When you’re talking to a lender, don’t fall into the trap of signing on to a risky loan. Banks and brokers can sometimes use adjustable-rate or interest-only loans to persuade people to buy more house than they can afford.

These loans start out with low payments, usually for the first five years, and then the interest rate adjusts and takes your payment skyward. Some mortgage reps will try to convince you this is no big deal. They will say you can just refinance in five years or perhaps sell the home.

Well, that didn’t work out so well for all the people who signed on for subprime mortgages before the Great Recession and then saw their home values disintegrate. Those people couldn’t refinance their underwater loans or sell their homes, and many ended up staring at foreclosure notices.

Resist the sales talk and keep your feet on the ground when looking at houses. A fixed-rate mortgage gives you security and peace of mind, which may not be as glamorous as the giant house of your dream, but it sure is smart.

4. Going With an Inferior (or no) Agent

We live in a DIY age, but for most people, it’s a mistake to go it alone through the homebuying process.

A good agent can direct you to hot properties entering the market, connect you to competent lenders and inspectors and generally smooth out any bumps that may arise. This isn’t the time to be nice and use your brother’s friend’s uncle as a favor. You’re making a major purchase, and you want a proven professional to walk with you through the process.

And if you really can’t bear to pay a commission to an agent, at least get a real estate lawyer to help draw up your offer and look over paperwork before you sign on the dotted line.

5. Buying Based on Emotion

People see a house they love, and the planned budget goes out the window. Or, even if the house remains within their budgeted price, they don’t think about all the extras that may come along with it. A pool needs to be maintained; a huge lawn must be mowed; and a homeowners association will not only demand annual fees, but also your compliance with its bylaws.

Before buying a house, ask yourself these questions to make sure your purchase is a rational decision:

  • Can I comfortably afford this house?
  • Can I comfortably afford the taxes on this house?
  • Can I comfortably afford to maintain, heat and cool this house?
  • Can I pay for renovations if needed? Will my desired additions and improvements be allowed by the HOA or local zoning ordinance?
  • How long do I envision living in this house?
  • Is there anything outside my control that could negatively impact the resale value of this house?
  • Do the rooms and layout make sense for our family?
  • A (hot tub, outdoor kitchen, fill-in-the-blank) is a great feature, but realistically, will my family use it?

6. Skipping an Inspection

Part of the problem with buying on emotion is that it can lead you to make other dumb mistakes, like skipping a home inspection.

Whether you’re buying new construction or a historic home, you need to have it inspected before finalizing the sale. Don’t trust your own judgment. A professional will be able to point out possible code violations, safety threats and structural damage. To make the most of the inspection, try to walk through the house with the inspector so they can point out potential problems and you can ask questions.
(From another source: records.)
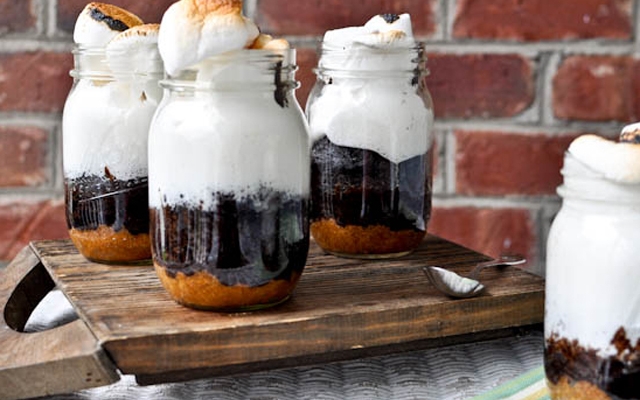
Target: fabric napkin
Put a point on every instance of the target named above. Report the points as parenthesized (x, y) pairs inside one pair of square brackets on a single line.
[(529, 386)]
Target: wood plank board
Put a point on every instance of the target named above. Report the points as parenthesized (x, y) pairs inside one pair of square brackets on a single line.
[(340, 305)]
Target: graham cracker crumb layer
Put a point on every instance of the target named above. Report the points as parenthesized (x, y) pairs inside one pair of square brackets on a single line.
[(204, 291), (353, 239), (581, 390), (106, 245)]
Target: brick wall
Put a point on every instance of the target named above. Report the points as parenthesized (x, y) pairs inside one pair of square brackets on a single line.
[(513, 82)]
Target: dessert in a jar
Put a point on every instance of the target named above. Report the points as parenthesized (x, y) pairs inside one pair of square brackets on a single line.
[(592, 324), (228, 162), (105, 127), (370, 117)]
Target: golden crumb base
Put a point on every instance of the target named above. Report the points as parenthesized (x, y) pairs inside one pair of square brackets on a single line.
[(106, 245), (581, 390), (204, 291), (370, 240)]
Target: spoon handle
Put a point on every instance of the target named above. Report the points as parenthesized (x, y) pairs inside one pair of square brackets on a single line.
[(502, 261)]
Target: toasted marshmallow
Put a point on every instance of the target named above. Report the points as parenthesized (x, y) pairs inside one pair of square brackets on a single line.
[(378, 45), (136, 50), (267, 42), (631, 133), (616, 161), (98, 23), (390, 22), (192, 30)]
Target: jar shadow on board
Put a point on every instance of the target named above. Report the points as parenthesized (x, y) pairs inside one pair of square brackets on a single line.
[(229, 182), (372, 146), (105, 128)]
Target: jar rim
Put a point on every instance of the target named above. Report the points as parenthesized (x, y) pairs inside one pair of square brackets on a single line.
[(372, 61)]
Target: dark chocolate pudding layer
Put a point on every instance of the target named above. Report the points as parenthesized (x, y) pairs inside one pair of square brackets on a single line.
[(618, 375), (93, 201), (360, 187), (249, 241)]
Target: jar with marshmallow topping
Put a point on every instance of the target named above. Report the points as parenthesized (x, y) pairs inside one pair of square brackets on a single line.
[(370, 116), (105, 127), (229, 182), (592, 324)]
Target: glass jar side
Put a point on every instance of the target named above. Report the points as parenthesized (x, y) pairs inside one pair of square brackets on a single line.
[(592, 329), (229, 189), (372, 150), (105, 126)]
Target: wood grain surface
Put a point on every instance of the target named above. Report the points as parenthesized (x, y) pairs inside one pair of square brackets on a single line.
[(60, 360), (340, 306)]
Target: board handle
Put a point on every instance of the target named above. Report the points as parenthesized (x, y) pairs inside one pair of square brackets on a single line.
[(61, 360)]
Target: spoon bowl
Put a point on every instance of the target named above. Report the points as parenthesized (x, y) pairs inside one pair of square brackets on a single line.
[(458, 286)]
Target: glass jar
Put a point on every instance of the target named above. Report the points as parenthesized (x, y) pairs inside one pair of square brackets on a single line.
[(105, 128), (229, 182), (371, 118), (592, 323)]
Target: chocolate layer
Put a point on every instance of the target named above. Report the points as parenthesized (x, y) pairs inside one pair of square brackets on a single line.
[(93, 201), (617, 375), (360, 187), (248, 241)]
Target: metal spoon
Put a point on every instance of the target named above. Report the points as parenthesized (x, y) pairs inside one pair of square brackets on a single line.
[(455, 285)]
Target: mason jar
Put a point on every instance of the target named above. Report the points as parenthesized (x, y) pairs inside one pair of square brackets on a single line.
[(229, 182), (592, 322), (370, 116), (105, 126)]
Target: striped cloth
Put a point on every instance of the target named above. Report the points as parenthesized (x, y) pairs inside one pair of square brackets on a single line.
[(529, 386)]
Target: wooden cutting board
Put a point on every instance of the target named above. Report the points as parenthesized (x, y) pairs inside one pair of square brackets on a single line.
[(342, 308)]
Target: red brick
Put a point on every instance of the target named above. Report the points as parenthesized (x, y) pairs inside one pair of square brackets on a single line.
[(150, 11), (14, 218), (47, 221), (487, 230), (480, 85), (16, 16), (307, 60), (34, 81), (23, 156), (503, 163), (534, 20), (597, 88), (286, 17)]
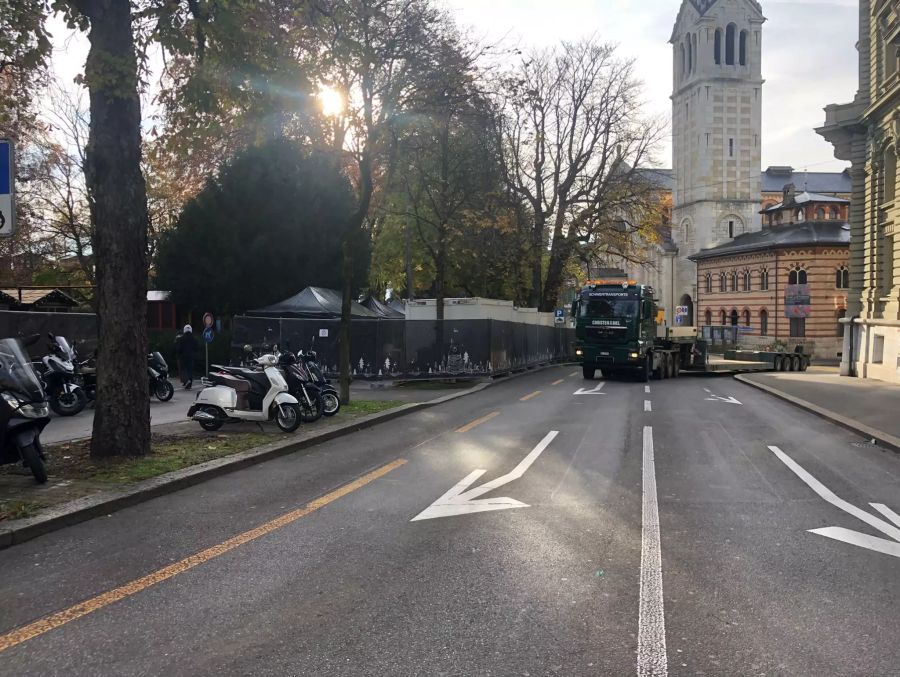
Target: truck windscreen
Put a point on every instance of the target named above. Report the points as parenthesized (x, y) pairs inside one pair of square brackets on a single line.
[(608, 307)]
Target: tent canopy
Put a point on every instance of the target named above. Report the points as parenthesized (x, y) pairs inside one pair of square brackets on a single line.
[(384, 310), (313, 303)]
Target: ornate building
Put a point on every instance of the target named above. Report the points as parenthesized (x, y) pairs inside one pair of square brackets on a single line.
[(716, 123), (787, 282), (866, 132)]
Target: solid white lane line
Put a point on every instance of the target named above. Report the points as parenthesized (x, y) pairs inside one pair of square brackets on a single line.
[(651, 619)]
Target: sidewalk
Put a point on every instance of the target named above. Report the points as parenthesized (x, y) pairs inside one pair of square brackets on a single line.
[(865, 406)]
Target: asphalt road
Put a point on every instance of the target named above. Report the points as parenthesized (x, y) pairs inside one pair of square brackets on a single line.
[(660, 534)]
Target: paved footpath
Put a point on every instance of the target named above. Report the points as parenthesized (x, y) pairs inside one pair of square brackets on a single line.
[(546, 525)]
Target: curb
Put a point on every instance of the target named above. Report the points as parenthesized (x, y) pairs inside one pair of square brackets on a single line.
[(106, 502), (882, 438)]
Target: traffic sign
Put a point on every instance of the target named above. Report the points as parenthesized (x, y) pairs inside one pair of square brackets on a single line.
[(7, 189)]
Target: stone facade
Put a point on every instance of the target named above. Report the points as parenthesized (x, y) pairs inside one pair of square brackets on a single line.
[(749, 281), (716, 123), (866, 132)]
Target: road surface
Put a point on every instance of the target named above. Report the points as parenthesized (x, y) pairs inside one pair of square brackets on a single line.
[(545, 526)]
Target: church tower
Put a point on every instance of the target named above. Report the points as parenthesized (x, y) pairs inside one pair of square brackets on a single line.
[(716, 133)]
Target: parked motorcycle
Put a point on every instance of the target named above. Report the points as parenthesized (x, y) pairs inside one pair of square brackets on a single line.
[(300, 385), (246, 394), (331, 402), (58, 375), (85, 373), (158, 374), (23, 410)]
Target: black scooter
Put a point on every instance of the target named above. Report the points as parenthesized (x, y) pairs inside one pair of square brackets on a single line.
[(23, 409), (330, 400), (158, 374)]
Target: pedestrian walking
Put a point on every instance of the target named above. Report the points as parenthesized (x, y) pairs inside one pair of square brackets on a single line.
[(186, 350)]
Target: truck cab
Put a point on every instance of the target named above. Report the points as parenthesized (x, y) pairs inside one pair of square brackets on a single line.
[(615, 326)]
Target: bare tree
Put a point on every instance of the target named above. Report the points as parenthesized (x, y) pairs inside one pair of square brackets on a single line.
[(575, 142)]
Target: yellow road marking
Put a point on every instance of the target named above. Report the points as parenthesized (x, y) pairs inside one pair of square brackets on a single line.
[(81, 609), (478, 421)]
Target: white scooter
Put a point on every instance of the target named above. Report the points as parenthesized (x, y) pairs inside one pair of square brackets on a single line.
[(240, 394)]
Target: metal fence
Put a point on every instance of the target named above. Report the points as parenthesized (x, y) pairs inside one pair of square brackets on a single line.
[(81, 327), (413, 348)]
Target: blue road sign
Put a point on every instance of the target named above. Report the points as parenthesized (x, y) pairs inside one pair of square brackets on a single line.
[(7, 211)]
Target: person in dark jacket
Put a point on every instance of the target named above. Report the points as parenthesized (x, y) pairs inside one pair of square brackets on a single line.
[(186, 350)]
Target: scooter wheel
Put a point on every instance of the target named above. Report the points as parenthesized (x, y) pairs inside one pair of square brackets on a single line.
[(32, 458), (164, 390), (68, 404), (331, 404), (287, 417)]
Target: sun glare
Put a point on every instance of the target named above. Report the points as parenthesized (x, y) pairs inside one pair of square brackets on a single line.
[(332, 101)]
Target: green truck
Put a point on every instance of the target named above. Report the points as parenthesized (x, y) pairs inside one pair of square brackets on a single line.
[(619, 328)]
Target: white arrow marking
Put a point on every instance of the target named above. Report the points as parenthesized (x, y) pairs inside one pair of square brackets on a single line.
[(592, 391), (847, 535), (718, 398), (458, 501)]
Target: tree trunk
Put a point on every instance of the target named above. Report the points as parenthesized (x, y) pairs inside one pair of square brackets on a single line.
[(119, 211), (346, 320)]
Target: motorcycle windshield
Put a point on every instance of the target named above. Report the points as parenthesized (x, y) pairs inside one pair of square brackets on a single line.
[(16, 373), (65, 349)]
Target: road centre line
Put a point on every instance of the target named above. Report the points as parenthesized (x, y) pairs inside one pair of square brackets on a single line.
[(651, 659), (478, 421), (60, 618)]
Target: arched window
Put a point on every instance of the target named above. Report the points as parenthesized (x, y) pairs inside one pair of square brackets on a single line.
[(842, 278), (797, 276), (890, 175), (729, 44), (690, 54)]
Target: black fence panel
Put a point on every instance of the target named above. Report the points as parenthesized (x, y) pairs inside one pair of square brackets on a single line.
[(80, 327), (388, 348)]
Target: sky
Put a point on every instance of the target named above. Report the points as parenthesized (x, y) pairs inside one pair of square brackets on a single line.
[(809, 57)]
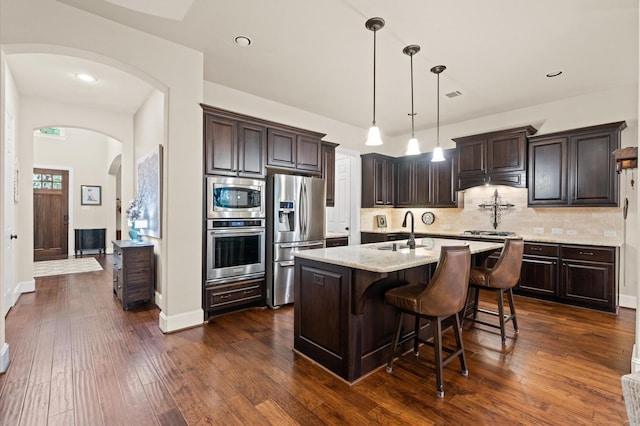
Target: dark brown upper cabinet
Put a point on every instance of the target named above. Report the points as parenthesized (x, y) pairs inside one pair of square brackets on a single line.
[(240, 145), (410, 181), (378, 177), (495, 158), (422, 183), (443, 178), (294, 150), (575, 167), (232, 146)]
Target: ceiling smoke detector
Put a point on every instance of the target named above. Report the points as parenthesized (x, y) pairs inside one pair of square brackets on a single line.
[(554, 74), (242, 41)]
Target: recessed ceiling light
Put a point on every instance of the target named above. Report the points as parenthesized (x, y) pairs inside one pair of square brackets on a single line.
[(242, 41), (87, 78), (554, 74)]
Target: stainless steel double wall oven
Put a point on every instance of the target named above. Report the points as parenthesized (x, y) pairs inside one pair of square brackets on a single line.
[(235, 241)]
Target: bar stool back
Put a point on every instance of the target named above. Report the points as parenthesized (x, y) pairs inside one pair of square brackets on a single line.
[(500, 279), (439, 299)]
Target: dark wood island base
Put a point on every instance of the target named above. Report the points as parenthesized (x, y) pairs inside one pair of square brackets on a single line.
[(341, 320)]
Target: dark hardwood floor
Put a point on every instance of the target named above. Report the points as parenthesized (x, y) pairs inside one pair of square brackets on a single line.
[(78, 359)]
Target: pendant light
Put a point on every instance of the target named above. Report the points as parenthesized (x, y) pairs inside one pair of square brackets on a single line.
[(412, 147), (437, 153), (374, 24)]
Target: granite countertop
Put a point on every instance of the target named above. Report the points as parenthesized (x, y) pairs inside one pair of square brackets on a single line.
[(370, 257), (535, 238)]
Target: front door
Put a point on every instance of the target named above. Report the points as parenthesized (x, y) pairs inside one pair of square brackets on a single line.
[(50, 214)]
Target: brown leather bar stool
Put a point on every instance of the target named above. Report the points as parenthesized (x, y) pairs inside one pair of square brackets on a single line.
[(441, 298), (501, 279)]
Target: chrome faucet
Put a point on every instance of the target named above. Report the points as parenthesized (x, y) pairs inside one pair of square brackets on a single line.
[(411, 242)]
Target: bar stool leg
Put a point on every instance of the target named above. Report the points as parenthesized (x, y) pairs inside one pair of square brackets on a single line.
[(394, 343), (512, 307), (437, 350), (501, 316), (416, 339), (476, 301), (461, 357)]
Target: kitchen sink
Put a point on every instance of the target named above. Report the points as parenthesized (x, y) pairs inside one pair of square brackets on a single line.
[(398, 247)]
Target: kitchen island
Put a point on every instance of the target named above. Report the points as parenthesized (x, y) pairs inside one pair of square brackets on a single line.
[(341, 320)]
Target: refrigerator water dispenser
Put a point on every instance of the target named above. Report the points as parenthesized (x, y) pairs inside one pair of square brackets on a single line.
[(286, 216)]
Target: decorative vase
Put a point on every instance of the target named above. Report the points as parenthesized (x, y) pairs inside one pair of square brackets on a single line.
[(133, 234)]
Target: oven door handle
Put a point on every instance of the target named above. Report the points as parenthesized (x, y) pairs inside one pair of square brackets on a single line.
[(237, 231)]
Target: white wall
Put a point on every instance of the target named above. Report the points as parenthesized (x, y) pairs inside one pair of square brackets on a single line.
[(346, 135), (86, 155), (9, 105), (149, 125)]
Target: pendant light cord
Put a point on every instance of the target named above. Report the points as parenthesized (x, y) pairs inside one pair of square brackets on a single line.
[(438, 114), (412, 113), (374, 77)]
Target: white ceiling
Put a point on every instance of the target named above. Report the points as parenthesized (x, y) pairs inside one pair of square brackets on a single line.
[(318, 56)]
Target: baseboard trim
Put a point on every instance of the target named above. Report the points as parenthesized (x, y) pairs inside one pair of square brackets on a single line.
[(635, 361), (625, 301), (171, 323), (4, 358)]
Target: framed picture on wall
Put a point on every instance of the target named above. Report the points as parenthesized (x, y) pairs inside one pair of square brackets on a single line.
[(91, 195)]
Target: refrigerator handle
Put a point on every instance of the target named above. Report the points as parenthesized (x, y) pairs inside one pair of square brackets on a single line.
[(300, 209), (306, 208), (303, 210)]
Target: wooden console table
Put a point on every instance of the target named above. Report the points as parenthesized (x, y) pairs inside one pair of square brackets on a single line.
[(90, 239)]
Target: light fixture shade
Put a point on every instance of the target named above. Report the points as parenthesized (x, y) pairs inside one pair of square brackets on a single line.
[(412, 147), (374, 138), (437, 155)]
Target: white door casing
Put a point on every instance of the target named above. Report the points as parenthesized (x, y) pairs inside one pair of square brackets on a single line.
[(10, 195)]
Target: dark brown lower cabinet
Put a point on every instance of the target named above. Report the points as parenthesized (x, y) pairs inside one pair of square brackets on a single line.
[(225, 297), (574, 274), (336, 242), (539, 274), (588, 276), (133, 272)]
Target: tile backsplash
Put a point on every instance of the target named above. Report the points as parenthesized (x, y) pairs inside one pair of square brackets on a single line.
[(582, 225)]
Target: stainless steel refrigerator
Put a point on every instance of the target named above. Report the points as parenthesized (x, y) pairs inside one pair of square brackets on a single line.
[(295, 221)]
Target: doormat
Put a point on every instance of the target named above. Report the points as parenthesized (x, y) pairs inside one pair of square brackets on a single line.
[(65, 266)]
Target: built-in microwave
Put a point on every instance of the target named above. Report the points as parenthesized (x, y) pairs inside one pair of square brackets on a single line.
[(231, 198)]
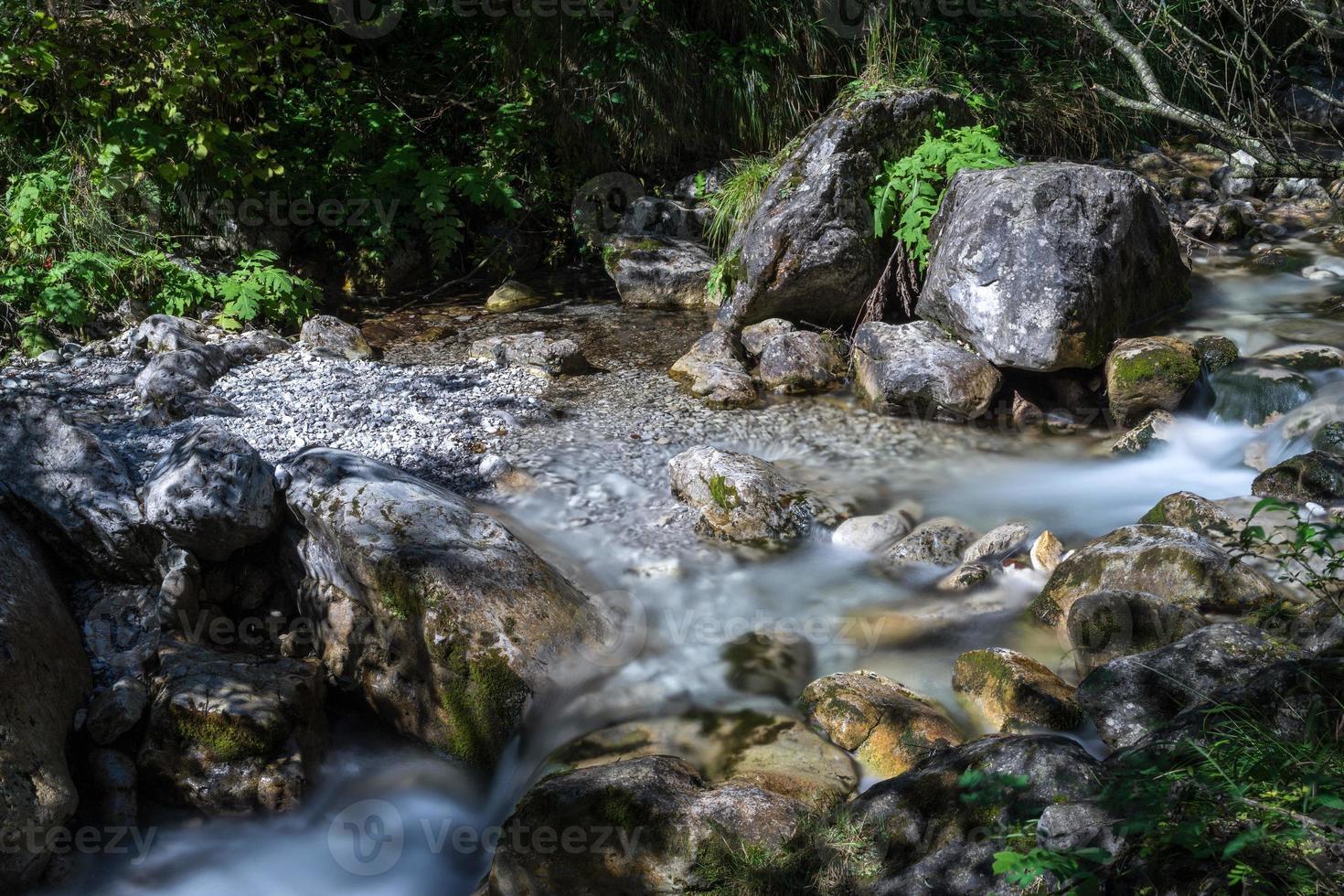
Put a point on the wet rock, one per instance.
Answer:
(43, 678)
(1135, 695)
(1257, 392)
(1315, 475)
(1151, 432)
(654, 272)
(774, 664)
(808, 251)
(334, 336)
(74, 491)
(917, 369)
(1172, 563)
(655, 817)
(884, 724)
(1044, 266)
(714, 369)
(534, 351)
(1106, 624)
(745, 498)
(212, 493)
(438, 615)
(1011, 690)
(231, 732)
(1149, 374)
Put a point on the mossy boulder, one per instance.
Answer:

An inspection can lengthen the home-buying process, but it’s worth any inconvenience. The alternative may be finding out your house has a costly or dangerous problem after you move in.

7. Forgetting to Have a Back-up Plan

The last dumb move homebuyers make is not having a Plan B.

For example, what happens if the home inspection shows the beams in the basement are rotting? Do you pull out of the contract and lose your earnest money?

Hopefully, you’ve avoided mistake No. 4 and have a decent buying agent. That person should have entered a clause into your offer that ensures you get back your deposit in the event the inspection doesn’t go well.

You’ll also need to have a back-up plan for what happens if the house doesn’t appraise as expected or if you were counting on funding through a particular loan program that doesn’t materialize.

Does anyone want to ‘fess up to making one of these mistakes? I’ll admit to using the friend of a relative for our first home purchase. It wasn’t a disastrous mistake, but I think we could have done better with someone more experienced.